I have to confess that there was a time that I didn’t think this was really possible. But now I not only think it’s possible. In fact, I was reading a book on this one time, and I put it away because I thought it was a pipe dream. Not anymore. I think it’s absolutely necessary. It’s what God wants for our church. I’m all in on this. This is the type of community that God wants us to have at Liberty Grace Church.
You may have never realized how crucial the local church is to your walk with Christ.
We think that this kind of living, this kind of biblical Christianity, requires small groups. We believe that this is pie-in-the-sky theory if the we do not have a web of deepening, regularly-nurtured personal relationships. We need a way for Romans 12:3-18 to become a regular, personal, relational reality.
You’ve been given a rack card today. It illustrates our mission and our strategy as a church. I want you to keep this card. I’d encourage you to stick it on your fridge, or tuck it in your Bible as a bookmark, or download a copy for your phone or tablet. It’s so important.
Our whole strategy as a church is here. We’ve already covered the first: that we go deeper in the gospel, and that we practice spiritual disciplines by God’s grace, so that our lives are compelling and attractive, marked by the gospel.
Today we are at the second strategy. It’s the strategy of community: to do life together, to participate in public worship, small groups, and hospitality. The result will be safe and engaging Christian community. All of this is a reflection of the gospel. It’s only possible because we see what Jesus has done for us, and because our lives are being transformed as a result.
I have two ways for you to respond.
First: I invite you to memorize Romans 12:10 with me: “Love one another with brotherly affection. Outdo one another in showing honor” (Romans 12:10). Let’s internalize this and let it get under our skin.

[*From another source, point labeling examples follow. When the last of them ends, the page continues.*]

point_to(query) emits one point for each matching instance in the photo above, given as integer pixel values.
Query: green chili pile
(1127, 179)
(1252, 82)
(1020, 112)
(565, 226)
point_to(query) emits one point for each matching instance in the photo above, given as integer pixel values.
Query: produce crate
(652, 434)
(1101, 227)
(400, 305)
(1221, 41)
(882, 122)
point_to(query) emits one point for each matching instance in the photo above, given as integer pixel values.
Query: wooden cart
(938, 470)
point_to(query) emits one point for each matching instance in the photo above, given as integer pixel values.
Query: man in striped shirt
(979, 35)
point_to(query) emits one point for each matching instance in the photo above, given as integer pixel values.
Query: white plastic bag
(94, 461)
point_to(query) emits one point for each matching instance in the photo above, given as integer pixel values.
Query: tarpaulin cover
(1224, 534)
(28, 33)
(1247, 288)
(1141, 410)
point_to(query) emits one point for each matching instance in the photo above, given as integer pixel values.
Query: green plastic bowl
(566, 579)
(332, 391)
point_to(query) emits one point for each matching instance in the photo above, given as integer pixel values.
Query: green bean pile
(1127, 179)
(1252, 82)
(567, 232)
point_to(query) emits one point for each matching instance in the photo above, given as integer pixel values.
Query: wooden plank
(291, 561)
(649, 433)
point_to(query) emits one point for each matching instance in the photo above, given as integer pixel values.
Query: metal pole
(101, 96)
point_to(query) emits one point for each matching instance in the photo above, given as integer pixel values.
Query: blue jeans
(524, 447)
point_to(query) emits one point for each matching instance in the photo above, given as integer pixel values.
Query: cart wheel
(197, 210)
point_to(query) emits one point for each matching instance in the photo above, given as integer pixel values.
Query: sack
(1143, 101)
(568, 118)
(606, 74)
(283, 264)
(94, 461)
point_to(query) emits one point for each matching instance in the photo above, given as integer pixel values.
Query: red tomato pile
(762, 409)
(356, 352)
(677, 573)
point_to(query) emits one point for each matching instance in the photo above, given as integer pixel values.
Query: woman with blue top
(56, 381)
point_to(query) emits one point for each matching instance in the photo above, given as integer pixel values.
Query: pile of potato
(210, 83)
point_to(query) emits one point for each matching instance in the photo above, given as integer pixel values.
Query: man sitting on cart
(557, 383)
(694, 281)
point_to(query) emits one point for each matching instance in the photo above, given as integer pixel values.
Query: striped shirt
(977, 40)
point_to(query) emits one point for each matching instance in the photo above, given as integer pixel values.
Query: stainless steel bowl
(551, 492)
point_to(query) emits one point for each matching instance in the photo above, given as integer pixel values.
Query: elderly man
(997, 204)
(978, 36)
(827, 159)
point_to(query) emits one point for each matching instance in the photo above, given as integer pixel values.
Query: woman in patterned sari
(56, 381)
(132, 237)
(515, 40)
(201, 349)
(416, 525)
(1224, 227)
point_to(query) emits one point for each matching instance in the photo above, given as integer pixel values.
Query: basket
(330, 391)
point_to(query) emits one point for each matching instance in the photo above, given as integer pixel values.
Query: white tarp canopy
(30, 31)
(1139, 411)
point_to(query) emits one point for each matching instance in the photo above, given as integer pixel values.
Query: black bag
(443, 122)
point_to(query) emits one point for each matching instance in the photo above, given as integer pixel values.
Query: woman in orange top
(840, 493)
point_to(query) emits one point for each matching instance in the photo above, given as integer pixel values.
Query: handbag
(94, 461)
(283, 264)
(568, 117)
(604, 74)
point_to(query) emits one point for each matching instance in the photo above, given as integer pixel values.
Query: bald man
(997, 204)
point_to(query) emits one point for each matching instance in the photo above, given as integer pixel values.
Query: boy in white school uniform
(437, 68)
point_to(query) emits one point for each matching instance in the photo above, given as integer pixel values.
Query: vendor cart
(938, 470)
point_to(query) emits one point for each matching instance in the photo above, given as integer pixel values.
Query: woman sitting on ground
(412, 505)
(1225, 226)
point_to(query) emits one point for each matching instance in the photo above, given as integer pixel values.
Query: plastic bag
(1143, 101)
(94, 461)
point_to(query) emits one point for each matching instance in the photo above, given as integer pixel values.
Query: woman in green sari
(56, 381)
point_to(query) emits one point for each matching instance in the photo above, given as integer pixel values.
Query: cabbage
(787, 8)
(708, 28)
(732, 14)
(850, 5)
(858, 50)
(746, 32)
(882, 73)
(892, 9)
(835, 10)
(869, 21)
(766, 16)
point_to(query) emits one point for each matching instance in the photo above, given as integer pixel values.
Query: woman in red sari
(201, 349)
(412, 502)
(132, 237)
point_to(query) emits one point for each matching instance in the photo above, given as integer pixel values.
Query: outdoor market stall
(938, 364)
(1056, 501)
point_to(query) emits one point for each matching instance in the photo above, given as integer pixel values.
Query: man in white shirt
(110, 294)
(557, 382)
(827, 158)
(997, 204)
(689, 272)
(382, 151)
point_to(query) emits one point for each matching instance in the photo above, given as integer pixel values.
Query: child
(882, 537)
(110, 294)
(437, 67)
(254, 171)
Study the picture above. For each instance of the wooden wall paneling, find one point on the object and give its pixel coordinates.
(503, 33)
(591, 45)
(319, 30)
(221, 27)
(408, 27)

Second: This week, you will receive an invitation to a small group, starting the week after next. It will be messy at the beginning. We’re just beginning to figure this stuff out. But by God’s grace, we’re going to do this. I want you to respond, and to join a small group community in which you can live out these two practical commitments: I am here to serve, and these people are here to love.
In his book The Pastor, Eugene Peterson describes his wife Jan’s understanding of what it means to be a pastor’s wife. As I read Peterson’s words, I was struck with how apt the description was not only for pastor’s wives but for all Christians as they enter fully into the life of the body of Christ.
And so, I would like to modify Peterson’s words slightly and substitute church member for pastor’s wife. See if you don’t think this is a good description of what life in the church should be:
Being a church member is a vocation, a way of life. It means participation in an intricate web of hospitality, living at the intersection of human need and God’s grace, inhabiting a community where men and women who don’t fit are welcomed, where neglected children are noticed, where the stories of Jesus are told, and people who have no stories find that they do have stories, stories that are part of the Jesus story. Being a church member places us strategically yet unobtrusively at a heavily trafficked intersection between heaven and earth.
That’s where I want to live. That’s what I want this church to feel like. Will you join me?